The use of named constants has been shown to greatly aid program maintenance. As a general rule, any technique that centralizes control over things that might change is a good technique for reducing maintenance efforts.
But if the way the code is written leaves any shadow of a doubt about its purpose.
It’s dangerous to use a named constant in one place and a literal in another to represent the same entity.
Some programming practices beg for errors.
Some of the brightest people in computer science have suggested that arrays never be accessed randomly, but only sequentially (Mills and Linger 1986). Their argument is that random accesses in arrays are similar to random gotos in a program: such accesses tend to be undisciplined, error prone, and hard to prove correct. They suggest using sets, stacks, and queues, whose elements are accessed sequentially, rather than using arrays.
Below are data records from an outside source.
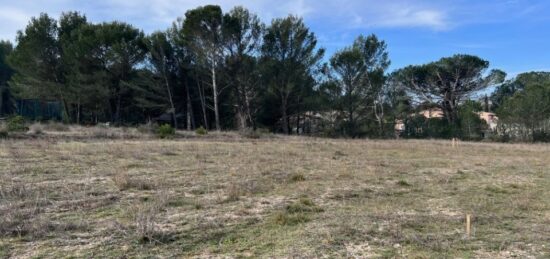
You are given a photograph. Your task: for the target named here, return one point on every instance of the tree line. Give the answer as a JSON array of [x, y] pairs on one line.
[[229, 70]]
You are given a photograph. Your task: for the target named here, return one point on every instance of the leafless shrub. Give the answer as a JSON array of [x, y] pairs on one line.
[[124, 182], [36, 129], [56, 126], [147, 218]]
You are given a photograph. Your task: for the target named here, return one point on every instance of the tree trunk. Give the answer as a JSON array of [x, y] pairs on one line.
[[285, 116], [189, 107], [78, 112], [173, 108], [1, 100], [248, 112], [215, 95], [203, 104]]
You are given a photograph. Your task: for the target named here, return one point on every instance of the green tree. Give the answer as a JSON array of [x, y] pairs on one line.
[[527, 112], [449, 81], [289, 59], [470, 124], [204, 29], [37, 61], [164, 65], [6, 101], [242, 32], [360, 74], [510, 87]]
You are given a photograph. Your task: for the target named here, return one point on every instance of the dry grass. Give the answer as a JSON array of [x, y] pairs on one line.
[[222, 195]]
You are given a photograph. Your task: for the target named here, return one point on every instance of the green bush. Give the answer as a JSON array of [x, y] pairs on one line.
[[148, 128], [56, 126], [541, 136], [201, 131], [165, 131], [3, 133], [16, 124]]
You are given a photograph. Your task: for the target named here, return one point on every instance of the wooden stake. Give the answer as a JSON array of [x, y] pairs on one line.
[[468, 228]]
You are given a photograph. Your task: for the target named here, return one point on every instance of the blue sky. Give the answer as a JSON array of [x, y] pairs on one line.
[[514, 35]]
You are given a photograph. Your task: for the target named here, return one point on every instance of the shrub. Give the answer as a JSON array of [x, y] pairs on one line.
[[16, 124], [124, 182], [147, 218], [403, 183], [148, 128], [3, 131], [250, 133], [541, 136], [165, 131], [36, 129], [297, 212], [297, 177], [201, 131]]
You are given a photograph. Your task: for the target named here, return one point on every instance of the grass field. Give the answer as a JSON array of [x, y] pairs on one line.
[[227, 196]]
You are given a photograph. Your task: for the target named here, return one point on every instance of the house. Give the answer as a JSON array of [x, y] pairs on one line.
[[490, 118], [432, 113]]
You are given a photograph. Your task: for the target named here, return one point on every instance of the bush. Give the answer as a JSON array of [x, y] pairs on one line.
[[250, 133], [165, 131], [148, 128], [16, 124], [541, 136], [297, 212], [56, 126], [201, 131], [36, 129], [3, 131]]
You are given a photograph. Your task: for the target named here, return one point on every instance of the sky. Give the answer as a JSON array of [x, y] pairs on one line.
[[513, 35]]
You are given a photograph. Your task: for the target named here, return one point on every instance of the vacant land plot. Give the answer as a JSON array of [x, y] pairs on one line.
[[276, 197]]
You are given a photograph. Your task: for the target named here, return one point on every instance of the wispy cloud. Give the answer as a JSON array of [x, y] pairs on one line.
[[158, 14]]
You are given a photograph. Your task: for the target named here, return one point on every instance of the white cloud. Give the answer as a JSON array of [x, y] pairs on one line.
[[158, 14]]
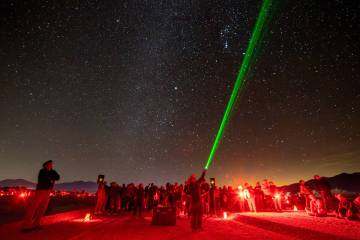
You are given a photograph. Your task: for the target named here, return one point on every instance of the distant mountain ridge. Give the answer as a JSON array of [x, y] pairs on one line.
[[349, 182]]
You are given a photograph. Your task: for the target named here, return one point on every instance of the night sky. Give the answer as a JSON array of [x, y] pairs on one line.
[[136, 89]]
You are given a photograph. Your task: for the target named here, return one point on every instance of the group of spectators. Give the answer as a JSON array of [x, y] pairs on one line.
[[319, 200], [264, 196]]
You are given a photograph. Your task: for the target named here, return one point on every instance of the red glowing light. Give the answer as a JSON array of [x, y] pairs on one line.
[[87, 217]]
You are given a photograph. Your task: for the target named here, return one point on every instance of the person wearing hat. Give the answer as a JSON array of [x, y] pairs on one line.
[[39, 203]]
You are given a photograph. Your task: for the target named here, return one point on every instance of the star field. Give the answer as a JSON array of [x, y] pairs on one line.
[[137, 89]]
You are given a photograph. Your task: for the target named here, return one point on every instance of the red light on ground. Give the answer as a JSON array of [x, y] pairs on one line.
[[87, 217]]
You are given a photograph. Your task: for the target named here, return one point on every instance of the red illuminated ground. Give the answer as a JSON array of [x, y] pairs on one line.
[[286, 225]]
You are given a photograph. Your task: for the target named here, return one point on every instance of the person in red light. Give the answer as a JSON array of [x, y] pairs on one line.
[[195, 202], [250, 197], [316, 207], [101, 197], [323, 187], [305, 192], [39, 203]]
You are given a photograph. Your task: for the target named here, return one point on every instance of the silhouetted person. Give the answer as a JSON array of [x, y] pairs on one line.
[[305, 192], [323, 187], [139, 200], [40, 201], [100, 197], [195, 202]]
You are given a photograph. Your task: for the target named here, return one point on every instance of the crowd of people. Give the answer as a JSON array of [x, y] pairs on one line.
[[197, 197], [206, 198], [319, 200], [114, 197]]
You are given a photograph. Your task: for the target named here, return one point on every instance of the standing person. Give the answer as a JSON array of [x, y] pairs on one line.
[[39, 203], [139, 200], [250, 197], [101, 196], [259, 196], [305, 192], [323, 187], [114, 197], [195, 202]]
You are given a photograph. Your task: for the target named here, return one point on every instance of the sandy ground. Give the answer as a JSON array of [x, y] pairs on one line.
[[286, 225]]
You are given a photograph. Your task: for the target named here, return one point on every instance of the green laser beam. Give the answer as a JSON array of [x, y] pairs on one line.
[[240, 79]]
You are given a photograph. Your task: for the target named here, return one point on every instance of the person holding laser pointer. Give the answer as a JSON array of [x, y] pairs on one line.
[[194, 193]]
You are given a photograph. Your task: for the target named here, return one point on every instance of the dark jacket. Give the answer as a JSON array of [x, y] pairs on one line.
[[195, 190], [46, 179]]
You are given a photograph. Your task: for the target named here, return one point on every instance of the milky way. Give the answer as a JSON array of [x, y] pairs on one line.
[[136, 89]]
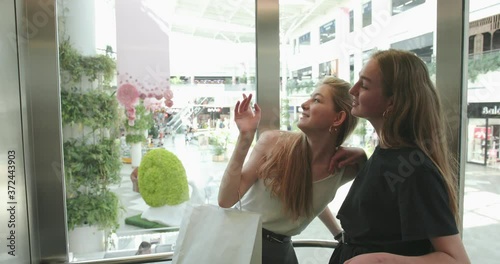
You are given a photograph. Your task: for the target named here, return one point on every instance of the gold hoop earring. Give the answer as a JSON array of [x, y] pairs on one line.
[[330, 130], [386, 113]]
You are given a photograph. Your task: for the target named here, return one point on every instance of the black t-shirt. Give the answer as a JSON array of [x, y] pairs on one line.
[[397, 203]]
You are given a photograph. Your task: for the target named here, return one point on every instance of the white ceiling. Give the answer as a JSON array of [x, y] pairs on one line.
[[234, 20]]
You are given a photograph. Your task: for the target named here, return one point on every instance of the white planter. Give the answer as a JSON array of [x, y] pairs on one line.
[[136, 154], [86, 239]]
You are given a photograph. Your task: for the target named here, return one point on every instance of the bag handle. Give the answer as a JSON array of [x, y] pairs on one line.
[[239, 199]]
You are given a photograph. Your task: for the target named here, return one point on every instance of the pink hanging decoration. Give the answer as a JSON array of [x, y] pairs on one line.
[[168, 94], [127, 95], [156, 95]]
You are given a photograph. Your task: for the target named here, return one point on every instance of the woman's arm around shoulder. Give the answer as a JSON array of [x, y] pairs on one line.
[[448, 250], [238, 178]]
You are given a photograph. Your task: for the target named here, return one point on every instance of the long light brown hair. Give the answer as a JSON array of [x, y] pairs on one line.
[[287, 169], [416, 118]]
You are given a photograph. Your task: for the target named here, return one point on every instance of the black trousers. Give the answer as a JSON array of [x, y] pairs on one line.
[[278, 253]]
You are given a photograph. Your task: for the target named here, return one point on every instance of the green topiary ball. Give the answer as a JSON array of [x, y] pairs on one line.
[[162, 179]]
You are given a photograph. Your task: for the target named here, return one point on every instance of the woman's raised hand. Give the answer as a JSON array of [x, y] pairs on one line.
[[245, 118]]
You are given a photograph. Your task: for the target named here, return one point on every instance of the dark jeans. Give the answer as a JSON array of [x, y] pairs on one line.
[[278, 253]]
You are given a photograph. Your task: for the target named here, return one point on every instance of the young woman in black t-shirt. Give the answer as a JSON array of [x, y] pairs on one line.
[[402, 206]]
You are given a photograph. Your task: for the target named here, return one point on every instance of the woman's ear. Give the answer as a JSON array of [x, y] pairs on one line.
[[341, 116]]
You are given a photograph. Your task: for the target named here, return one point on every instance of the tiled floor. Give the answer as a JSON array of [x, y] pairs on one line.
[[481, 206]]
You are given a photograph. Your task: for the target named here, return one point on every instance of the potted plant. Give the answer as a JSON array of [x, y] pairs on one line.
[[164, 187]]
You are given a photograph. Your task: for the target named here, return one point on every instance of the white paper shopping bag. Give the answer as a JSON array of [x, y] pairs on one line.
[[210, 234]]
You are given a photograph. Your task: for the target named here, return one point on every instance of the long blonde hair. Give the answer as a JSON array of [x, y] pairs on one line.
[[287, 169], [416, 118]]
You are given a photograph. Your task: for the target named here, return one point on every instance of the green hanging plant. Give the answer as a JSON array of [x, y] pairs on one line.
[[91, 165], [78, 66], [95, 109], [134, 138], [101, 209]]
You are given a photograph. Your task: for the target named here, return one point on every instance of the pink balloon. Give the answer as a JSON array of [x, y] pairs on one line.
[[127, 95], [168, 94]]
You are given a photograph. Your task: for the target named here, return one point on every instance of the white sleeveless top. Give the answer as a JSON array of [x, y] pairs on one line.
[[259, 199]]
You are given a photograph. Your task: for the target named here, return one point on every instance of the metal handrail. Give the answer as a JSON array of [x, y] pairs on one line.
[[158, 257]]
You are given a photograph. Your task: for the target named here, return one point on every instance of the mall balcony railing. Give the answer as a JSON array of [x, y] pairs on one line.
[[167, 256]]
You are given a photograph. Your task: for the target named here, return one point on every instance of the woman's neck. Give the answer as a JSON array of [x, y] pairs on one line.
[[322, 148]]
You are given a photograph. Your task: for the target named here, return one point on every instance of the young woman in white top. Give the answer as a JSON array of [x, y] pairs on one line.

Programmer-defined data types are one of the most powerful capabilities a language can give you to clarify your understanding of a program.
Creating your own types makes your programs easier to modify and more self- documenting, if your language supports that capability. When you create a simple type using typedef or its equivalent, consider whether you should be creating a new class instead.
Pointer usage is one of the most error-prone areas of modern programming, to such an extent that modern languages like Java, C#, and Visual Basic don’t provide a pointer data type. Using pointers is inherently complicated, and using them correctly requires that you have an excellent understanding of your compiler’s memory-man- agement scheme. Many common security problems, especially buffer overruns, can be traced back to erroneous use of pointers (Howard and LeBlanc 2003). A liberal dose of defensive programming practices will help even further.